Chinesischer Etikettenschwindel
22. August 2004Der 1997 verstorbene und unter seinem Vorgänger Mao Zedong politisch verfemte Deng leitete Chinas Reform- und Öffnungspolitik ein. Das bedeutet seitdem vor allem: Marktwirtschaft pur unter dem Deckmantel eines angeblichen "Sozialismus chinesischer Prägung". Wieviel Aufschwung hat China seitdem erreicht? Wo bestehen Defizite fort? Ist China mit seinen 1,3 Milliarden Bürgern eine aufstrebende Weltmacht - oder ein politisch fragiles Riesen-Imperium?
Man stelle sich vor, Leonid Breschnew hätte seinerzeit den Abschied von der sozialistischen Planwirtschaft beschlossen und den Aufbau eines kapitalistischen Wirtschaftssystems propagiert. Er und seine Nachfolger hätten dann junge Sowjetrussen zu Studienaufenthalten in "imperialistischen" West-Ländern ermuntert und obendrein noch keck behauptet, dies alles sei kein Abschied vom Ziel des Kommunismus - sondern bloß ein spezifisch sowjetischer Entwicklungsweg dorthin. Schwer vorstellbar? Vielleicht. Und doch: Genau diese Art von Etikettenschwindel mutet, seit gut 25 Jahren, die Volksrepublik China ihren Bürgern zu.
Chinesischer Sozialismus begraben
Der damalige Chefreformer Deng Xiaoping rettete und beerdigte den chinesischen Sozialismus mit einem einzigen, denkwürdigen Satz: "Es ist egal, ob die Katze weiß oder schwarz ist - Hauptsache, sie fängt Mäuse." Oder, anders gesagt: Erlaubt ist seither alles, was volkswirtschaftlichen Erfolg bringt - und damit auch die Herrschaft der Partei sichert. Die Kommunistische Partei Chinas gewährt ihren Bürgern heute zwar Alltags-Freiheiten, die früher völlig undenkbar gewesen wären, zugleich verweigert sie aber den Bürgern jede Art von politischer Mitbestimmung.

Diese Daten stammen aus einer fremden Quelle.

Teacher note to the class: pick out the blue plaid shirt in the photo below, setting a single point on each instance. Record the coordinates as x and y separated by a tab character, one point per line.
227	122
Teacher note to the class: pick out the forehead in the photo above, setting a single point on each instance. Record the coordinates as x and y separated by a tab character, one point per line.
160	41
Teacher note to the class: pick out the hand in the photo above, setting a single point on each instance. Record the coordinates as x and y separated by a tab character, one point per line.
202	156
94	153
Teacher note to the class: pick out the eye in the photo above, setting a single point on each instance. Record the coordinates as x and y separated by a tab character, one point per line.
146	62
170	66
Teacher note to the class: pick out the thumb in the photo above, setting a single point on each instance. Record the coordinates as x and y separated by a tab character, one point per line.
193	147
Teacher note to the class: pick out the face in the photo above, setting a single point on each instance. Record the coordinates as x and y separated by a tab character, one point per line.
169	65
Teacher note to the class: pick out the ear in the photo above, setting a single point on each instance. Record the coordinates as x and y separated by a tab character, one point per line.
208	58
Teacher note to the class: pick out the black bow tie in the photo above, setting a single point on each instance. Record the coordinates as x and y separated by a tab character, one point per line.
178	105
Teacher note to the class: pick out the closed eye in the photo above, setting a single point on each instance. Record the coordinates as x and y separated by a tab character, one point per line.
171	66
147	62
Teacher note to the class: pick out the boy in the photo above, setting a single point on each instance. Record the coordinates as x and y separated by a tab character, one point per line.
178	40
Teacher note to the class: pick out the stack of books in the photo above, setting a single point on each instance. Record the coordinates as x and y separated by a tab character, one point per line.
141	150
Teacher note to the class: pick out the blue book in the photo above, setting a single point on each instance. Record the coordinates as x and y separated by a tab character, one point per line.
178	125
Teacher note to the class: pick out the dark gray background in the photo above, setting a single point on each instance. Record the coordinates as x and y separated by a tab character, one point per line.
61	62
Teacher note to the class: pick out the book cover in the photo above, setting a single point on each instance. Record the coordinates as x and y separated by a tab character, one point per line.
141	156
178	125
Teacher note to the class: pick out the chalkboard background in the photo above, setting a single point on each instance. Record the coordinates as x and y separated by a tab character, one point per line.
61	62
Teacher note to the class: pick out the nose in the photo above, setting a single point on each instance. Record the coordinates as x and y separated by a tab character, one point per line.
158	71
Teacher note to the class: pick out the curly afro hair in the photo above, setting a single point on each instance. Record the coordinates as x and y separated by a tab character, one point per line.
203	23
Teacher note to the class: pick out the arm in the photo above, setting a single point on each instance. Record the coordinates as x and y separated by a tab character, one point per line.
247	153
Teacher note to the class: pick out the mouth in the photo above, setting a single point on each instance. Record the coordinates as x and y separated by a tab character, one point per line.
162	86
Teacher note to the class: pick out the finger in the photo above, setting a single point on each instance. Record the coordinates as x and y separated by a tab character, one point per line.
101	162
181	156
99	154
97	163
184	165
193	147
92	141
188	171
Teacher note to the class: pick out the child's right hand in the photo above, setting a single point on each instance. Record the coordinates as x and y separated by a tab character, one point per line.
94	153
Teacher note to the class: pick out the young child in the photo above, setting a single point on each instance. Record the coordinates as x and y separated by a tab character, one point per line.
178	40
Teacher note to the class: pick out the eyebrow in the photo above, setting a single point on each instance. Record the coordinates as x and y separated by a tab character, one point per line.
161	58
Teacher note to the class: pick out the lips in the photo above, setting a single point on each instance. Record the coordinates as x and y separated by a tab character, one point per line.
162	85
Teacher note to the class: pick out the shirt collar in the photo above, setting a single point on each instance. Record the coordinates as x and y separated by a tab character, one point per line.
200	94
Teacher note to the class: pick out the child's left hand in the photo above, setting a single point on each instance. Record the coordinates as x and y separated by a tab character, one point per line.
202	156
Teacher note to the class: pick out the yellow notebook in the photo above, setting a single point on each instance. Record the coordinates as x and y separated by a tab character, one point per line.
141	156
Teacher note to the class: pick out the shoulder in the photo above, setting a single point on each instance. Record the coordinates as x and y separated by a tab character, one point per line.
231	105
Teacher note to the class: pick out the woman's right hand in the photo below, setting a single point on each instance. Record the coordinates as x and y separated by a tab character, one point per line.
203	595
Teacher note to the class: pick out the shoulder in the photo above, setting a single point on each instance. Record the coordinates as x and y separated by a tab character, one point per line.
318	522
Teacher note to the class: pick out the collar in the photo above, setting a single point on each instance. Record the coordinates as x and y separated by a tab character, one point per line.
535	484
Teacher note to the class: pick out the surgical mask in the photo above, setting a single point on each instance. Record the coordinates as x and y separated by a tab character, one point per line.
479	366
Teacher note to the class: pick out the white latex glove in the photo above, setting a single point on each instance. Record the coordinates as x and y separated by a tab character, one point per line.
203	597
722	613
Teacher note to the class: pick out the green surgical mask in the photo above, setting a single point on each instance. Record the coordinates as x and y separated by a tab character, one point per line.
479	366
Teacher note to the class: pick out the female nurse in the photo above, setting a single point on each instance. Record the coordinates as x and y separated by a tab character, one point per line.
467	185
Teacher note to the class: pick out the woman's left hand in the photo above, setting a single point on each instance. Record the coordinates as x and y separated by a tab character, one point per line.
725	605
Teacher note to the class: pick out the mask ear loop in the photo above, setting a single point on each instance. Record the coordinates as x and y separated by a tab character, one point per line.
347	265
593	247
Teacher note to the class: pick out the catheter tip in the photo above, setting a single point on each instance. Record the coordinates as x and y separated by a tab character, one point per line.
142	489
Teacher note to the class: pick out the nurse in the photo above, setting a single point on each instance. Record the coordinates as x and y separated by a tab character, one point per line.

Die Partei wacht über eine boomende Volkswirtschaft, die im Westen Bewunderung erregt, die aber rein gar nichts mehr mit sozialer Gerechtigkeit zu tun hat. Denn der Boom in Schanghai und Peking geht zu Lasten der Landbevölkerung, die immer noch über zwei Drittel der Gesamtbevölkerung ausmacht - und die mit einem System der Aufenthaltserlaubnis von den großen Metropolen ferngehalten wird. Die Bauern - das sind Chinas große Globalisierungsverlierer. Was ein chinesischer Landwirt im Jahr verdient, verpulvert mancher Manager in Peking für ein Mittagsmahl mit Geschäftspartnern.
Mord an Studenten
Deng Xiaoping, der am 22. August 2004 100 Jahre alt geworden wäre, verkörpert diese chinesischen Widersprüche über seinen Tod hinaus. Er war es, der die Weichen gestellt hat für Chinas Aufschwung zur globalen Billiglohn-Werkbank und zum Magneten für internationale Großkonzerne. Er war es aber auch, der 1989 Soldaten auf wehrlose Studenten und andere Demonstranten schießen ließ.
25 Jahre Reformpolitik in China: Das bedeutet, dass ein traditionell geschäftstüchtiges Volk endlich seine planwirtschaftlichen Fesseln abstreifen konnte - wobei noch nicht absehbar ist, in welchem Maße der wirtschaftliche Erfolg in den Städten anderswo zu sozialen Verwerfungen führen wird. 25 Jahre Reformen in China bedeutet aber auch, dass die Intelligenz der Bevölkerung weiterhin mit plumpen Partei-Parolen und nationalistischem Säbelrasseln gegenüber Taiwan beleidigt und in Zaum gehalten wird. Und dass der Drang nach Wohlstand fast der einzige Kitt ist, der die Gesellschaft noch zusammenhält.
Mehr Verantwortung
Positiv ist immerhin: China übernimmt international immer mehr Verantwortung. Das Land ist berechenbarer geworden. Aber der von Chinas Politikern ersehnte Aufstieg zu einer Weltmacht, die ernsthaft mit den USA konkurrieren könnte, der kann nur gelingen, wenn das gesamte Volk wirtschaftlich mitziehen und - vor allem - politisch mitreden darf. Schrittweise Demokratie zu wagen, ohne die Stabilität des Landes aufs Spiel zu setzen - dies erscheint heute als die größte Herausforderung für Deng Xiaopings Erben. Leider muss man feststellen, dass sie damit noch nicht einmal begonnen haben.